# What would you do?



## David Goffin (Nov 28, 2019)

Hi. I have 3 TiVo Premiere XL's, each with lifetime subscription. One of these boxes will NOT boot past "welcome" screen. 

I am not current on Tivo options these days... I have no cable TV...I only use OTA antenna.

What would you do? (I assume I want to preserve the lifetime subscription)

a. replace HD?
b. replace unit?

Thank you!!!


----------



## JoeKustra (Dec 7, 2012)

Ask here: TiVo Upgrade Center


----------



## David Goffin (Nov 28, 2019)

JoeKustra said:


> Ask here: TiVo Upgrade Center


So upgrade is best way to go? does that mean upgrade hard drive? Thank you for replying


----------



## Sparky1234 (May 8, 2006)

David Goffin said:


> So upgrade is best way to go? does that mean upgrade hard drive? Thank you for replying


Weaknees? DYI HD?


----------



## Matty-Matt (Dec 3, 2019)

The life-time subscription (LTS) something I would not want to forfeit.

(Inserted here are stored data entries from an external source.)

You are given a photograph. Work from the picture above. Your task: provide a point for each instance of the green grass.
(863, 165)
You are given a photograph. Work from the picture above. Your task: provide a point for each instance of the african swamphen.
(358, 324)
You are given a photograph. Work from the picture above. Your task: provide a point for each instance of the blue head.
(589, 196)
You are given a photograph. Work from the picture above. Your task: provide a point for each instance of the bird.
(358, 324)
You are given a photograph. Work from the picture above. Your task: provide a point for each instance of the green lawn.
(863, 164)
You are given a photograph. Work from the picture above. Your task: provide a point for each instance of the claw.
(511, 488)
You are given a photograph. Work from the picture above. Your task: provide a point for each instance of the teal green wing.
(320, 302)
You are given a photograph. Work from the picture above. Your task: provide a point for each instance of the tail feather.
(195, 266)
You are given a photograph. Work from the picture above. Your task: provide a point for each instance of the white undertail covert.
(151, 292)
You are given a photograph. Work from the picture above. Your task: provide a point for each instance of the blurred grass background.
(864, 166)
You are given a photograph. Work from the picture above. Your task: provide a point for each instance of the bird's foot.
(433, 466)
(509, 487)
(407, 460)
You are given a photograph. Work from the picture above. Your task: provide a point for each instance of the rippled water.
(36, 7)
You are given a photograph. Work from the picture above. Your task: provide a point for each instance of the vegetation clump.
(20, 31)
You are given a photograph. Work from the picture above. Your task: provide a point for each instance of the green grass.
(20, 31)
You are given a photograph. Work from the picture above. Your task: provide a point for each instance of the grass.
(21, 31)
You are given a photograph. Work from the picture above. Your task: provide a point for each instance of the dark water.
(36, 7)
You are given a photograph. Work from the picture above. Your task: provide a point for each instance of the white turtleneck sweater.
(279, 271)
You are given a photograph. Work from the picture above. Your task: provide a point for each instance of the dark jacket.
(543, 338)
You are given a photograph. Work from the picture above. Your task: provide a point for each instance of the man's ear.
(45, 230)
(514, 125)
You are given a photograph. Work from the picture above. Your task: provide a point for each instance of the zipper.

I would call Tivo support and ask about a possible replacement before considering a DIY upgrade.

Here was my experience. About a month ago my Roamio 500GB would not advance past the welcome screen. I called contacted Tivo support and they offered me two choices. I could either purchase a new Bolt Vox at a discounted price ($50 off), or I could purchase a refurbished Bolt 500GB for just $50.00, which would allow me to retain my the balance of annual subscription (renews April 2020). Obviously, I chose the refurbished Bolt.

Keep in mind that I purchased the Roamio from a 3rd-party seller off Ebay. This didn't seem to matter at all to Tivo. They still gave me the deal. I just had to ship the defunct Roamio back to them and the shipping costs were entirely paid by Tivo.

I'm thinking you might also be able to benefit by exchanging your Premier XL for a refurbished unit that would allow you to retain the LTS. However, I don't whether the LTS would be transferrable.

Anyhow, it's worth a phone call. Best of luck


----------



## David Goffin (Nov 28, 2019)

Matty-Matt said:


> The life-time subscription (LTS) something I would not want to forfeit.
> 
> I would call Tivo support and ask about a possible replacement before considering a DIY upgrade.
> 
> ...


Thank you Matty. this is good information. I also am considering having weaknees refurbish it, so I can maintain the lifetime sub on the unit....I think that makes sense...


----------